FCC Sees "Striking" Broadband Access Improvements

The Federal Communications Commission reports “striking across-the-board-improvements” in U.S. broadband access services in its July 2012 “Measuring Broadband America Report.”

The study focuses on three primary improvements in residential broadband service over the last year, beginning with accurate delivery of advertised performance. Five ISPs now routinely deliver nearly one hundred percent or greater of the speed advertised to the consumer even during time periods when bandwidth demand is at its peak, the report says.

In the August 2011 Report, only two ISPs met this level of performance. In 2011, the average ISP delivered 87 percent of advertised download speed during peak usage periods; in 2012, that jumped to 96 percent, the report says. .

Performance also is more uniform, across providers. The 2011 study showed wide variances between top performers and bottom performers in meeting advertised speeds.
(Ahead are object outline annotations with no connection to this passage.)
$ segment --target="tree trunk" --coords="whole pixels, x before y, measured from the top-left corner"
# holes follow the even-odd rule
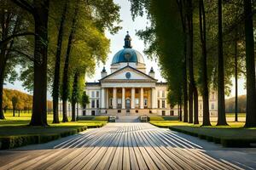
[[[200,36],[202,51],[202,99],[203,99],[203,122],[202,126],[211,126],[209,115],[209,92],[208,92],[208,78],[207,78],[207,23],[204,1],[199,2],[199,22],[200,22]]]
[[[222,0],[218,2],[218,122],[217,126],[227,125],[225,115],[224,73],[222,35]]]
[[[195,88],[194,90],[194,124],[199,124],[198,121],[198,92]]]
[[[2,54],[1,54],[1,55],[2,55]],[[2,56],[0,56],[0,57],[2,58]],[[5,69],[5,65],[4,64],[1,65],[1,66],[0,66],[0,119],[5,118],[3,111],[4,69]]]
[[[49,0],[34,0],[34,87],[32,126],[47,126],[47,48]]]
[[[189,84],[189,123],[193,123],[193,87]]]
[[[72,102],[72,119],[71,122],[76,122],[76,103]]]
[[[67,100],[62,100],[62,122],[68,122],[67,116]]]
[[[68,42],[67,42],[67,53],[66,53],[66,59],[65,59],[65,64],[64,64],[64,71],[63,71],[63,80],[62,80],[62,100],[63,100],[63,105],[67,104],[67,97],[68,97],[68,65],[69,65],[69,58],[70,58],[70,52],[71,52],[71,48],[72,48],[72,43],[73,43],[73,39],[75,32],[75,24],[76,24],[76,17],[78,14],[78,7],[76,7],[75,9],[75,14],[73,15],[73,22],[72,22],[72,29],[71,32],[69,34],[68,37]],[[64,110],[64,105],[63,105],[63,119],[62,122],[67,122],[67,108]]]
[[[78,102],[78,83],[79,83],[79,73],[76,71],[73,82],[73,93],[72,93],[72,122],[76,121],[76,103]]]
[[[194,64],[193,64],[193,7],[192,0],[188,2],[188,59],[189,59],[189,123],[193,123],[193,95],[195,90],[195,83],[194,78]],[[195,105],[195,102],[194,102]],[[195,105],[194,105],[195,107]]]
[[[188,122],[188,76],[187,76],[187,47],[184,45],[184,65],[183,65],[183,108],[184,108],[184,117],[183,122]]]
[[[178,97],[178,112],[179,112],[178,120],[180,122],[182,122],[183,121],[183,111],[182,111],[182,96],[181,96],[181,94]]]
[[[63,30],[64,24],[66,20],[67,10],[67,1],[65,3],[63,8],[61,20],[60,23],[59,33],[58,33],[58,41],[57,41],[57,52],[55,58],[55,77],[53,83],[53,123],[59,123],[59,93],[60,93],[60,68],[61,68],[61,46],[62,46],[62,37],[63,37]]]
[[[251,0],[244,0],[246,67],[247,67],[247,117],[245,127],[256,127],[256,89],[253,25]]]
[[[236,35],[236,41],[235,41],[235,88],[236,88],[236,94],[235,94],[235,122],[238,122],[238,71],[237,71],[237,34]]]

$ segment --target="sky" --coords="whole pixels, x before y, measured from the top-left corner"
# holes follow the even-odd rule
[[[126,31],[129,31],[130,36],[131,37],[131,45],[133,48],[139,51],[144,56],[144,60],[147,67],[147,73],[149,71],[150,68],[153,67],[155,71],[155,78],[159,80],[159,82],[165,82],[165,79],[160,76],[160,71],[158,66],[157,62],[154,60],[150,60],[148,57],[143,54],[143,50],[145,48],[145,45],[143,41],[139,39],[138,37],[136,36],[136,31],[141,29],[144,29],[146,26],[148,26],[148,20],[146,17],[138,17],[134,21],[131,19],[131,12],[130,12],[130,2],[128,0],[113,0],[116,3],[118,3],[120,8],[120,19],[123,20],[120,23],[122,29],[119,31],[117,34],[111,35],[109,32],[107,32],[106,36],[110,39],[110,53],[108,55],[108,60],[106,64],[103,65],[100,63],[96,69],[95,75],[91,77],[86,77],[87,82],[97,82],[101,78],[101,71],[103,66],[106,67],[108,74],[110,73],[110,65],[113,59],[113,56],[120,49],[123,48],[124,46],[124,38],[126,35]],[[235,80],[232,80],[233,84]],[[238,94],[239,95],[245,94],[246,90],[245,87],[245,80],[239,79],[238,81]],[[22,92],[27,93],[26,89],[24,89],[21,86],[21,82],[20,81],[15,81],[14,84],[7,83],[4,88],[17,89]],[[230,96],[226,96],[227,98],[235,96],[235,87],[233,86],[231,88],[231,94]],[[50,99],[50,93],[48,93],[48,99]]]

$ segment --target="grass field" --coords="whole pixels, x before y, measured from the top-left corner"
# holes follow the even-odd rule
[[[228,126],[216,126],[216,122],[212,122],[212,126],[206,127],[177,121],[151,121],[150,123],[228,147],[249,147],[250,144],[256,143],[256,128],[245,128],[245,122],[230,122]]]
[[[201,127],[201,124],[199,125],[194,125],[191,123],[187,122],[182,122],[177,121],[150,121],[151,124],[155,125],[157,127],[160,128],[169,128],[172,126],[189,126],[189,127]],[[244,126],[245,122],[228,122],[229,126],[218,126],[218,128],[241,128]],[[215,125],[217,122],[212,122],[211,127],[205,127],[205,128],[217,128]]]
[[[49,114],[47,117],[49,125],[49,127],[30,127],[28,124],[31,119],[31,113],[20,113],[20,116],[18,116],[18,114],[16,114],[15,116],[13,116],[11,112],[7,112],[4,116],[6,119],[0,121],[0,137],[23,134],[59,133],[82,127],[102,127],[107,123],[106,121],[79,121],[75,122],[68,122],[53,124],[52,114]],[[60,121],[61,121],[61,119],[62,117],[60,116]],[[68,119],[70,121],[70,117],[68,117]]]

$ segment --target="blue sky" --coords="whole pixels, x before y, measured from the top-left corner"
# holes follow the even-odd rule
[[[119,49],[123,48],[124,46],[124,38],[126,35],[126,31],[129,31],[130,36],[132,38],[131,44],[133,48],[141,52],[144,56],[144,60],[147,66],[147,72],[149,71],[150,68],[153,66],[155,71],[155,78],[159,81],[165,80],[160,76],[160,71],[157,62],[152,61],[148,59],[148,57],[143,53],[145,48],[143,40],[140,40],[135,34],[136,31],[144,29],[146,26],[148,26],[148,20],[146,17],[138,17],[134,21],[131,19],[131,12],[130,12],[130,2],[128,0],[114,0],[116,3],[118,3],[120,7],[120,18],[123,20],[120,24],[122,29],[115,35],[111,35],[107,32],[107,37],[111,41],[110,45],[110,53],[108,55],[108,60],[106,64],[103,65],[102,64],[99,64],[96,66],[96,73],[92,77],[86,77],[87,82],[96,82],[101,78],[101,71],[102,67],[105,66],[108,73],[110,73],[110,65],[112,61],[112,58],[115,53],[117,53]],[[232,81],[234,82],[234,80]],[[244,79],[240,79],[238,82],[238,93],[239,94],[245,94],[246,90],[244,89]],[[19,81],[15,81],[14,84],[7,83],[4,88],[12,88],[12,89],[18,89],[22,92],[26,92],[21,86],[21,82]],[[235,95],[235,87],[232,87],[231,95],[232,97]],[[48,99],[51,99],[50,94],[48,94]]]

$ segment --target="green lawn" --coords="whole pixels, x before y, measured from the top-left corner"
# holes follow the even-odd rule
[[[196,136],[215,143],[220,143],[228,147],[248,147],[250,144],[256,143],[256,128],[245,128],[244,122],[228,122],[229,126],[201,127],[191,123],[175,121],[151,121],[151,124],[170,128],[174,131]]]
[[[11,112],[4,114],[5,120],[0,121],[0,137],[9,135],[25,135],[25,134],[49,134],[59,133],[67,130],[74,130],[82,127],[96,128],[104,126],[106,121],[79,121],[75,122],[61,122],[59,124],[52,123],[52,115],[48,115],[49,127],[29,127],[31,113],[20,113],[20,116],[16,114],[13,116]],[[61,116],[60,121],[61,121]],[[70,117],[68,117],[70,121]]]
[[[189,127],[200,127],[201,124],[199,125],[194,125],[191,123],[187,123],[187,122],[177,122],[177,121],[150,121],[149,122],[151,124],[160,127],[160,128],[169,128],[172,126],[189,126]],[[228,122],[229,126],[218,126],[218,128],[242,128],[244,126],[245,122]],[[215,125],[217,122],[212,122],[211,127],[207,128],[217,128]]]

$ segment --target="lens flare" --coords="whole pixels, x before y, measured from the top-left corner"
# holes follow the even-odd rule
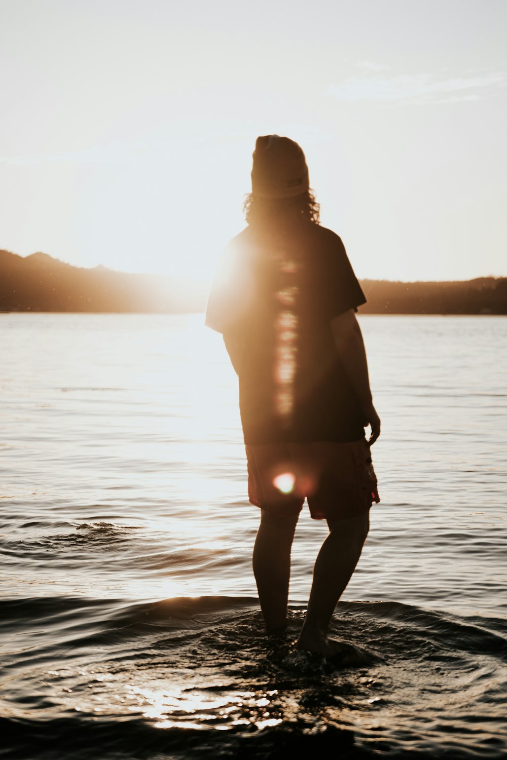
[[[277,475],[273,480],[273,485],[281,493],[291,493],[295,483],[296,478],[293,473],[282,473],[281,475]]]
On average, customers subscribed to faster speed tiers in 2012 than in 2011. This is a result of both upgrades by ISPs to their network as well as some migration of consumers to higher speed services.
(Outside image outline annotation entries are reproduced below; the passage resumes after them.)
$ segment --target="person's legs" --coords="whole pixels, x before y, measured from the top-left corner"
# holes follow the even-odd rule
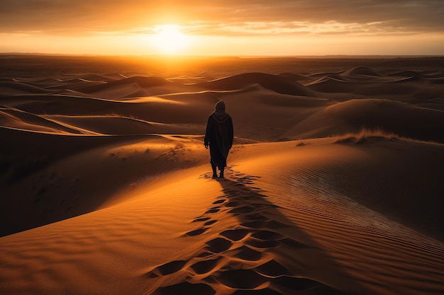
[[[211,164],[211,168],[213,169],[213,178],[217,178],[217,171],[216,170],[216,165],[213,163],[212,161],[210,161]]]

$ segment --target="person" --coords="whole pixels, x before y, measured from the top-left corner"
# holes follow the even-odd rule
[[[213,169],[213,178],[216,178],[218,168],[219,178],[223,178],[223,171],[227,166],[228,152],[233,146],[233,120],[225,111],[225,103],[219,100],[208,118],[204,144],[210,147],[210,163]]]

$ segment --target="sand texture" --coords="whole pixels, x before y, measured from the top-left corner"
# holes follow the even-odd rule
[[[444,59],[0,60],[0,294],[444,294]]]

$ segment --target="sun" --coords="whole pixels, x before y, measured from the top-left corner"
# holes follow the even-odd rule
[[[184,49],[189,42],[189,37],[182,33],[180,26],[163,25],[155,29],[157,33],[154,35],[152,42],[163,53],[174,54]]]

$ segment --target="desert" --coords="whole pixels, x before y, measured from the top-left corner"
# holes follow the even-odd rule
[[[0,54],[0,294],[442,294],[443,127],[440,57]]]

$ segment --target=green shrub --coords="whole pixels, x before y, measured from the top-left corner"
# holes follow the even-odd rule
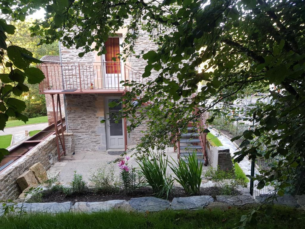
[[[152,188],[154,195],[159,198],[166,197],[167,199],[171,192],[174,182],[171,176],[166,174],[167,158],[163,158],[162,154],[158,154],[150,152],[138,163],[141,173]]]
[[[239,166],[238,163],[235,162],[234,164],[234,172],[235,177],[238,179],[243,180],[245,182],[248,183],[250,181],[249,179],[246,176],[241,168]]]
[[[71,182],[71,187],[73,193],[84,192],[86,188],[86,183],[83,180],[83,176],[74,171],[73,179]]]
[[[73,189],[70,186],[63,186],[62,188],[62,191],[66,196],[70,196],[74,193]]]
[[[114,176],[113,167],[108,169],[107,172],[106,167],[98,169],[91,177],[89,180],[93,184],[96,192],[112,193],[118,190],[118,181]]]
[[[170,168],[177,177],[174,179],[181,185],[188,194],[200,194],[200,185],[201,184],[203,163],[198,165],[198,160],[194,152],[189,154],[188,162],[180,159],[179,164],[175,162],[176,166]]]
[[[219,166],[217,169],[210,167],[205,173],[204,176],[219,188],[221,195],[232,195],[239,186],[247,187],[247,183],[243,179],[235,177],[234,169],[224,171]]]

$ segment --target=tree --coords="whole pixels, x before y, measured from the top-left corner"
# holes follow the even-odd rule
[[[11,9],[10,11],[3,8],[4,6],[9,5],[7,4],[9,2],[2,5],[2,13],[12,13]],[[16,10],[14,13],[15,17],[24,20],[26,11],[20,11],[20,14],[18,15],[16,12],[18,10]],[[15,34],[16,28],[13,25],[8,24],[5,20],[0,19],[0,130],[2,130],[9,117],[15,117],[25,122],[28,121],[27,118],[22,114],[26,107],[25,103],[16,96],[29,91],[25,81],[34,84],[44,78],[41,71],[30,65],[32,63],[37,63],[40,61],[33,57],[31,52],[14,45],[8,38],[9,35]],[[8,153],[6,150],[0,149],[0,161]]]

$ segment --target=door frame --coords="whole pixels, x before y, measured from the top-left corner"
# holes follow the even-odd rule
[[[113,36],[111,37],[108,37],[109,38],[118,38],[119,41],[119,44],[120,45],[120,53],[122,53],[122,52],[123,51],[123,48],[122,47],[121,47],[120,45],[122,44],[123,42],[123,35],[122,36],[120,35],[117,35],[117,36]],[[104,86],[104,88],[106,88],[106,58],[105,57],[105,55],[104,54],[103,54],[101,56],[101,60],[102,62],[103,63],[102,65],[103,65],[103,85]],[[125,68],[124,67],[124,64],[123,62],[121,61],[121,60],[120,59],[120,62],[121,63],[121,80],[125,80]],[[116,75],[115,73],[113,73],[114,75]],[[111,74],[110,74],[111,75]],[[117,83],[117,75],[115,76],[116,78],[114,80],[114,86],[115,87],[115,84]],[[118,87],[119,87],[120,89],[122,89],[123,88],[123,86],[122,86],[121,88],[120,87],[120,85],[121,84],[120,84],[119,83],[119,85],[118,85]]]
[[[106,117],[106,121],[105,123],[106,126],[106,139],[107,142],[106,143],[106,145],[107,149],[125,148],[125,132],[124,131],[124,120],[123,118],[122,119],[122,127],[123,133],[123,134],[122,136],[123,137],[123,143],[122,147],[110,147],[110,143],[109,142],[110,140],[110,125],[109,124],[109,107],[108,105],[108,104],[109,103],[109,99],[120,99],[120,98],[121,98],[121,97],[117,96],[106,96],[105,97],[105,111],[106,113],[105,114],[105,116]],[[122,109],[123,109],[123,104],[122,104]],[[118,136],[118,135],[117,136]]]

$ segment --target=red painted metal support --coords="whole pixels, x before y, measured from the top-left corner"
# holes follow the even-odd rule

During the testing period for the August 2011 Report, the average speed tier was 11.1 Megabits per second. In the latest report, speed increased to 14.3 Mbps, an almost 30 percent increase in just one year.
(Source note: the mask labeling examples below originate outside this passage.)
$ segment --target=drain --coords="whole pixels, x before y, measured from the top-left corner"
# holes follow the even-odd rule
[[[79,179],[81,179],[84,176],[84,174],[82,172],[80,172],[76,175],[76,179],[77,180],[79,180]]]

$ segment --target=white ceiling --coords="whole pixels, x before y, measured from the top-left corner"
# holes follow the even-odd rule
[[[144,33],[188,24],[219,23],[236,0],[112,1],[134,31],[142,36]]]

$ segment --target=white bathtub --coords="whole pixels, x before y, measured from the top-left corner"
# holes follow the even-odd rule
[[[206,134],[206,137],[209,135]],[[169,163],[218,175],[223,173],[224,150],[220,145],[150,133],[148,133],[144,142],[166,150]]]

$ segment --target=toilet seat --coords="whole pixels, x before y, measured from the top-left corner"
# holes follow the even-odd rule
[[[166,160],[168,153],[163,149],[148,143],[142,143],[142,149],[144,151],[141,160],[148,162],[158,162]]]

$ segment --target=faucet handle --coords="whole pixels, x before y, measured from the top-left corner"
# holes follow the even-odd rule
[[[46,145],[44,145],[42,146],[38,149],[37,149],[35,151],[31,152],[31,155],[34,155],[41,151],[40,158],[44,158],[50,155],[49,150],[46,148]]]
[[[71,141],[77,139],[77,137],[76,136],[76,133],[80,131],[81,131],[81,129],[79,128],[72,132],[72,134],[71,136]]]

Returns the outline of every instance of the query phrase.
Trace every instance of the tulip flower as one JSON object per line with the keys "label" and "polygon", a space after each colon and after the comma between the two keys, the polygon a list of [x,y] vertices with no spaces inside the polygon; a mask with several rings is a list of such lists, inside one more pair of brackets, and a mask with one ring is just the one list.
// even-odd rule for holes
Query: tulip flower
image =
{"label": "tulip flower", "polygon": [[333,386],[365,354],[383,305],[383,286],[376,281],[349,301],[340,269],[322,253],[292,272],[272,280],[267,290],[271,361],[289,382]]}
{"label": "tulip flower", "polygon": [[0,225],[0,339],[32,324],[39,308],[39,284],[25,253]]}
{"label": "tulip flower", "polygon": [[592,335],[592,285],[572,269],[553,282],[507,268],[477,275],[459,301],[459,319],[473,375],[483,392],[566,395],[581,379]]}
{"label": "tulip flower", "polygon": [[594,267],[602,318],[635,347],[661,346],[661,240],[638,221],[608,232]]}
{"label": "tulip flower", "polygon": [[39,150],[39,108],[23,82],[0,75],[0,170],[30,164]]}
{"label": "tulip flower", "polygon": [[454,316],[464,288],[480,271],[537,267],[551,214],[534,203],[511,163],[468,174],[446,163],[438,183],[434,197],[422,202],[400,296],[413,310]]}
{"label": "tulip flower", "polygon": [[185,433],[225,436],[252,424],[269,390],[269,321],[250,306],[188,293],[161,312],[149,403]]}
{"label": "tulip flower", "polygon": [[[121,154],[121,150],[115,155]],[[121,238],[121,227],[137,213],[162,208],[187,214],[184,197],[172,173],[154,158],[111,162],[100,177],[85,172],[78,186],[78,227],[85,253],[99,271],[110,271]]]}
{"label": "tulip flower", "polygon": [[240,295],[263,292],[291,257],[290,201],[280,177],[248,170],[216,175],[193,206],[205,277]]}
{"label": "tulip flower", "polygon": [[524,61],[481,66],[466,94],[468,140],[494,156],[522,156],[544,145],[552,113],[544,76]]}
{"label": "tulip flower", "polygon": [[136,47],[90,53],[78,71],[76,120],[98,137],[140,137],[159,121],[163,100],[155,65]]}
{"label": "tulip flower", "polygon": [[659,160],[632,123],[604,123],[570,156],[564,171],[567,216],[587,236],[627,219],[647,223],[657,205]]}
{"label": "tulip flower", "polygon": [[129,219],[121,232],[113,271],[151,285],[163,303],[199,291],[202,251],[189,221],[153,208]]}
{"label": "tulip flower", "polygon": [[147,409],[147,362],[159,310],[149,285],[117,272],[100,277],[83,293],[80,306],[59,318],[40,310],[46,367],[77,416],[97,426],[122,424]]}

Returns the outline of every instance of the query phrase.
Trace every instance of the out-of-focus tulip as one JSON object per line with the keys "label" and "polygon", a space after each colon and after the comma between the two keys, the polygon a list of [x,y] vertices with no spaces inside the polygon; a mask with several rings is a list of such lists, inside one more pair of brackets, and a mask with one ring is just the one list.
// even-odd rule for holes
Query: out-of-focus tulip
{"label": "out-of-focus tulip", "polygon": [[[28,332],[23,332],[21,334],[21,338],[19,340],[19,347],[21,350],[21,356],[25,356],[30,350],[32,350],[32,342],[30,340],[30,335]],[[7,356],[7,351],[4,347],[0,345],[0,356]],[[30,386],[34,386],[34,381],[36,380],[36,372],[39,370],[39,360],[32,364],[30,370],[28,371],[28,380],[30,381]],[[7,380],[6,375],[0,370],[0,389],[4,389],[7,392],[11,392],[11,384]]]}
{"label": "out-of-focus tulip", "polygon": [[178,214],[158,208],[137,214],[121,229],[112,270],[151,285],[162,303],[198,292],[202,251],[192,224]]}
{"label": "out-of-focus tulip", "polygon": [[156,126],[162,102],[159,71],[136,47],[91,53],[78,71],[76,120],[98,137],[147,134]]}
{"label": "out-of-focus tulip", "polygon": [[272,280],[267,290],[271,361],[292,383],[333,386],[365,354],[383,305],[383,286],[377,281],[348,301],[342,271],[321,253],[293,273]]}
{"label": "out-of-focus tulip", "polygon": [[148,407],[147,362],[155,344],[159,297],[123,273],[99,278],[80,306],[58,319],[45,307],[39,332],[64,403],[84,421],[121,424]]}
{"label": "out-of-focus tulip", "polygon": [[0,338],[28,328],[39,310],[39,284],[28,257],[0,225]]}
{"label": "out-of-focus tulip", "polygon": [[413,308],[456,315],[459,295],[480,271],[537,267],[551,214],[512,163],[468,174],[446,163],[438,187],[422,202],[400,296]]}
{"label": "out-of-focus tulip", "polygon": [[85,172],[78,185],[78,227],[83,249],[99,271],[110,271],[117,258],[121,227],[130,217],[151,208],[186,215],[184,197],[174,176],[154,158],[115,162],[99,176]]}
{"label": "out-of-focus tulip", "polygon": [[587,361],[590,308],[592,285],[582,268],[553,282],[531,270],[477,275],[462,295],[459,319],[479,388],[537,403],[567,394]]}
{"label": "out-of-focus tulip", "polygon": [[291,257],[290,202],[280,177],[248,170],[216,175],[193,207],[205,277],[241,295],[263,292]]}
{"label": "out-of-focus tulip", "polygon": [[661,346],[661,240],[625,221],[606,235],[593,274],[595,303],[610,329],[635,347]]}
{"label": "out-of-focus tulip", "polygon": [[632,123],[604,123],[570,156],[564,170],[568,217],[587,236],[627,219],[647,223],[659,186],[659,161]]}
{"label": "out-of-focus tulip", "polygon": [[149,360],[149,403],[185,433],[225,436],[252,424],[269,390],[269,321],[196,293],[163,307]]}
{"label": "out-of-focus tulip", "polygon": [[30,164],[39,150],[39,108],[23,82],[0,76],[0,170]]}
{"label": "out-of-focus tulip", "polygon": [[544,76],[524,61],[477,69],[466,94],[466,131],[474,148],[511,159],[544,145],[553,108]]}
The actual increase in experienced speed by consumers was even greater than the increase in advertised speed. End user experienced speeds rose from 10.6 Mbps to 14.6 Mbps, an  improvement of about 38 percent over the one year period.

The report expresses optimism that the U.S. market is moving toward the goal of equipping at least 100 million homes with actual download speeds of at least 50 Mbps by 2015, and 100 Mbps by 2020.

The August 2011 Report showed that the ISPs included in the Report were, on average, delivering 87 percent of advertised speeds during the peak consumer usage hours of weekdays from 7:00 pm to 11:00 pm local time.

The July 2012 Report finds that ISP performance has improved overall, with ISPs delivering on average 96 percent of advertised speeds during peak intervals, and with five ISPs routinely meeting or exceeding advertised rates.

On average, during peak periods, DSL-based services delivered download speeds that were 84 percent of advertised speeds, cable-based services delivered 99 percent of advertised speeds, and fiber-to-the-home services delivered 117 percent of advertised speeds.

This compared with 2011 results showing performance levels of 82 percent for DSL, 93 percent for cable, and 114 percent for fiber.

Peak period speeds decreased from 24-hour average speeds by 0.8 percent for fiber-to-the-home services, 3.4 percent for DSL-based services and 4.1 percent for cable-based services. This compared with 0.4 percent for fiber services, 5.5 percent for DSL services and 7.3 percent for cable services in 2011.

Average peak period download speeds varied from a high of 120 percent of advertised speed to a low of 77 percent of advertised speed. This is a dramatic improvement from last year where these numbers ranged from a high of 114 percent to a low of 54 percent.

In 2011, on average, ISPs had a six percent decrease in delivered versus advertised download speed between their 24 hour average and their peak period average. In 2012, average performance improved, and there was only a three  percent decrease in performance between 24 hour and peak averages.